Sunday, January 22, 2012

Will This Man One Day Be Israel’s Prime Minister?

Two weeks ago, popular news anchorman Yair Lapid announced that he was leaving his Channel Two position in order to prepare for an entry into Israeli politics. Within days, public opinion polls predicted that a new political party headed by Lapid would win between 15 - 20 seats in the Knesset, thereby becoming the country’s second biggest party after the Likud. The political shock waves sent out by Lapid’s announcement may signal the advent of new general elections sooner, rather than later.

The major problem with Lapid’s entering the political fray is that no one knows what he really stands for.

Lapid, 48, the son of former Israeli politician and government minister Tommy Lapid, is undeniably one of Israel’s most handsome media personalities. A journalist, author and playwright, Lapid hosted the Channel Two Friday night newscast for the past four years and writes a weekly column for Yediot Aharonot, Israel’s leading daily newspaper.

Lapid’s decision to enter politics did not come as a surprise, and its timing was probably connected to proposed legislation that would require a “cooling off period” for journalists seeking to enter political life.

Lapid has been communicating to the general public via posts on his Facebook page. In a long note posted on January 13th entitled “Why I’m Going into Politics”, Lapid said, “I am equipped with the power of knowing I am doing something I believe in. You are my community and I draw my strength from you. I promise … to continue to listen to you."

However instead of explaining what he would be fighting for, Lapid has come out swinging in every direction. In an attack on the centrist opposition party, Lapid vowed, “There's no way I'm joining Kadima. They're a bunch of cynical politicians who have been cast out from other parties. No one has any clue as to what, if anything, they believe in and there is no chance I am joining them."

And in an attack on the Labor Party, Lapid said, “Shelly Yachimovitch is a fine Knesset member but she is part of the radical Left, both economically and politically, and I cannot join forces with people with whom I have no ideological connection."

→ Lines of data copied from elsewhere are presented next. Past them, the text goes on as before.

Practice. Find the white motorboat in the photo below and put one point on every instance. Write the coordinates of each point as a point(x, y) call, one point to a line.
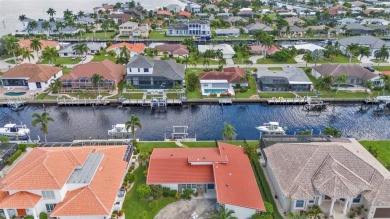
point(271, 128)
point(119, 130)
point(15, 132)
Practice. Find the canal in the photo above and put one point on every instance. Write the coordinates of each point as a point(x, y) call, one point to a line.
point(203, 120)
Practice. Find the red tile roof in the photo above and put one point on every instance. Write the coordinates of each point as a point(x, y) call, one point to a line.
point(185, 14)
point(226, 165)
point(136, 47)
point(106, 68)
point(231, 74)
point(34, 72)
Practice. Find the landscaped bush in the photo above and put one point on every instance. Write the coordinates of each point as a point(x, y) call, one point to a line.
point(15, 156)
point(42, 215)
point(166, 191)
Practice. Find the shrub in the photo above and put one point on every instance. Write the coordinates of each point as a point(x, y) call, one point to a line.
point(15, 156)
point(166, 192)
point(173, 193)
point(187, 193)
point(42, 215)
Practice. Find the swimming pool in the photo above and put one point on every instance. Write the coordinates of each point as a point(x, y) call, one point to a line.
point(214, 91)
point(11, 93)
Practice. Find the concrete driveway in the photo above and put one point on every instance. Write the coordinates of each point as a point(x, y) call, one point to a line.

Lapid said that he is “hardly part of the leftist camp” and that he would “join any government that accepts my core principles: changing the governing system, canceling the Tal Law, and changing the distribution of resources for the benefit of the middle class."

We really don’t know too much about what Lapid really stands for. Israelis, unfortunately, have a history of voting for new parties with unclear agendas, and ending up by getting more of the same.  

Let’s hope that Lapid will present a clear political platform suggesting ways to improve the country and that the gullible Israeli public won’t vote for him just because he has a pretty face.